Sam Spade is a private investigator operating in the seedy underbelly of early 20th-century San Francisco. His clients are usually shady types who don’t want to get mixed up with the police, so he knows right away that the beautiful Miss Wonderly, who comes into his office with a sob story about a missing sister, is trouble. Spade agrees to take the case, and his partner Archer shadows the girl in hopes of discovering more about her. When Archer ends up dead shortly thereafter, Spade must investigate Miss Wonderly (whose real name is Brigid O’Shaughnessy) and the various shady characters with whom she is involved. But the case becomes even more dangerous than he imagined when he discovers a group of criminals on the trail of a priceless historical artifact known as the Maltese falcon.

I hate to say this about such a well-loved classic mystery, but I wasn’t a huge fan of this book. The writing style didn’t do anything for me, and the plot was only so-so. Now, I’m sure it was wildly creative at the time, as I believe Hammett was one of the pioneers of the noir genre. But in this day and age, the twists are all too familiar. I am glad I read the book, since it’s an influential part of pop culture, but it’s not something that I’d read again just for fun. I am curious to see the movie, though; I predict that this is one of those rare cases where the movie is better than the book! All in all, while I quite liked The Thin Man, this book was just not for me.

Review: Alice Adams

Booth Tarkington, Alice Adams

This novel, which won the Pulitzer Prize in 1921, tells the story of Alice Adams, a young woman who is determined to rise in society. Her father is kind-hearted and hardworking but content to be merely an employee at the factory of J.A. Lamb, the (unnamed) city’s most prominent businessman. He makes a decent salary, but it’s not enough for Alice to be able to mix in high society. Alice and her mother therefore continually badger her father to go into business for himself, which he eventually does — with disastrous consequences. Meanwhile, Alice meets the well-to-do Arthur Russell and immediately determines to marry him so that she can finally be the fine lady she’s always wanted to be.
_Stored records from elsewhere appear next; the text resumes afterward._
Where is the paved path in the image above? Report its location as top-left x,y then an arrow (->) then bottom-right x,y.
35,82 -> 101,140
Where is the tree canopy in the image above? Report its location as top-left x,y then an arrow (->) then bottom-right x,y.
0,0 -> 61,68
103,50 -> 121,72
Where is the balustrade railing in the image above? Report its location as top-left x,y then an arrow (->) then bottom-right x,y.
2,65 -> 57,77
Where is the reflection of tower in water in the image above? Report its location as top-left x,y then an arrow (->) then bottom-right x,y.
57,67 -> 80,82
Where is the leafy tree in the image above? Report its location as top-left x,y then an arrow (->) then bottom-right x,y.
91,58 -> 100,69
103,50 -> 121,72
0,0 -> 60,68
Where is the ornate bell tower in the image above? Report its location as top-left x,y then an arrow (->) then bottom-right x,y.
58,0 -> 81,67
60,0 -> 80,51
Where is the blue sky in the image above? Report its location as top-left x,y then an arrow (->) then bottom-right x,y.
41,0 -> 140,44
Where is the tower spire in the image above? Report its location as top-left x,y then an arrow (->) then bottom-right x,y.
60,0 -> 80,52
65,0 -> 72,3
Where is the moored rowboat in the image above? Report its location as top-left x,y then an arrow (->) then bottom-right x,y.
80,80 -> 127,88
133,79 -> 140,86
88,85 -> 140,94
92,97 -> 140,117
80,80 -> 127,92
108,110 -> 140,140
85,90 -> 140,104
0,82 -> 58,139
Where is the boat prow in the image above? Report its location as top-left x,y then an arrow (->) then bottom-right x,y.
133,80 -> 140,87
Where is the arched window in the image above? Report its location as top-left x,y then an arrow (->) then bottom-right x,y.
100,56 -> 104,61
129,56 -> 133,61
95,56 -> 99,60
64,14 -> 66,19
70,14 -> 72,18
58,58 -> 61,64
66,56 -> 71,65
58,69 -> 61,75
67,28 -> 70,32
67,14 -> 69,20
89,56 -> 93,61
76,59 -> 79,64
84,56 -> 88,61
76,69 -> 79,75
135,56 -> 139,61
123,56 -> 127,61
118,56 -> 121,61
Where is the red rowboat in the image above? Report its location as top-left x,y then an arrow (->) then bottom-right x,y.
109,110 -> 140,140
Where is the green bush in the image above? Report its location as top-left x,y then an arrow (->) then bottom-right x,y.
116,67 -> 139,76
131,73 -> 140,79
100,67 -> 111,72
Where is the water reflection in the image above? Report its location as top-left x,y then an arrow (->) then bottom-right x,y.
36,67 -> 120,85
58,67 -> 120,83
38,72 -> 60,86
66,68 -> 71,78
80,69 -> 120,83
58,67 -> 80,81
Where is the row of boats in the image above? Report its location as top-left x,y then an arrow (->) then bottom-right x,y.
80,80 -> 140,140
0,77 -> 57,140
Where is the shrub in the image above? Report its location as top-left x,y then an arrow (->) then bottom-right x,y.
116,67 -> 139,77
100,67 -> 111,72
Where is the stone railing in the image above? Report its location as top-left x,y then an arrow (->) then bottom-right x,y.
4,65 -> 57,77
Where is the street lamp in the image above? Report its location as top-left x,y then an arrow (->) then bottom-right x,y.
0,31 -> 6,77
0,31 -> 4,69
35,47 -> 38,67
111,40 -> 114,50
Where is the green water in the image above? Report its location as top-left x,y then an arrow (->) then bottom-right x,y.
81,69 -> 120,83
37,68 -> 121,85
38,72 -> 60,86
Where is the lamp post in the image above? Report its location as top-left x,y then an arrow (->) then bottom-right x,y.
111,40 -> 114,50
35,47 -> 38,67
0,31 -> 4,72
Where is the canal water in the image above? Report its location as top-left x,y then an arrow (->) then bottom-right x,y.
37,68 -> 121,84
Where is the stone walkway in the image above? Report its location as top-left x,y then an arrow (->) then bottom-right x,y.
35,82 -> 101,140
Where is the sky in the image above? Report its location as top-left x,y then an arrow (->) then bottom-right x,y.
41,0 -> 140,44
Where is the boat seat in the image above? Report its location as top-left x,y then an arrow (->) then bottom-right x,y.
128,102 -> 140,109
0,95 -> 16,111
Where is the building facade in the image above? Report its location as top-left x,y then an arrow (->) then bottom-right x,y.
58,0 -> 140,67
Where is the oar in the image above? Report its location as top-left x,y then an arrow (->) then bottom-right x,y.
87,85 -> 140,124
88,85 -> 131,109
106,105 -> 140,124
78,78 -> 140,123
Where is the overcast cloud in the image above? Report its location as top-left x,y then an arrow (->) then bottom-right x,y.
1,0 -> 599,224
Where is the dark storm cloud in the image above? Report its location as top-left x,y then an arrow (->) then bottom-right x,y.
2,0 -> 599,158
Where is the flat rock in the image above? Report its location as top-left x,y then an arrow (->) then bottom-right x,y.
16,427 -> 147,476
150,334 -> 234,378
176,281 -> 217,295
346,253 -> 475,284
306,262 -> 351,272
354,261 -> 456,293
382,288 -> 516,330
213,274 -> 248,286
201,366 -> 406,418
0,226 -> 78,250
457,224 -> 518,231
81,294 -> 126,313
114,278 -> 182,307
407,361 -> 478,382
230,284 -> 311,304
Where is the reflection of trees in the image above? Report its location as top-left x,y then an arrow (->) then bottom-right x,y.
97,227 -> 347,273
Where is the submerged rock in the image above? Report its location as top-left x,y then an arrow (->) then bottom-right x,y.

I found this novel fascinating for several reasons. First, the plot manages to be suspenseful despite the ending’s inevitability; you know things are not going to end well for Alice, but you can’t help turning the pages in horrified fascination. Especially toward the end, when I could really see where things were heading, every terrible decision the Adamses made caused me to squirm. At the same time, I couldn’t help pitying Alice, her father and even her mother. They’re not bad people; they just think they’re entitled to a better lifestyle than they’re used to, and they don’t quite know how to get there. Alice is an especially interesting character. On the one hand, she’s basically a gold-digger, but she at least has enough self-awareness to realize that she’s being shallow. So I did enjoy this book, although in my opinion it’s not as good as Tarkington’s other Pulitzer-winning novel, The Magnificent Ambersons.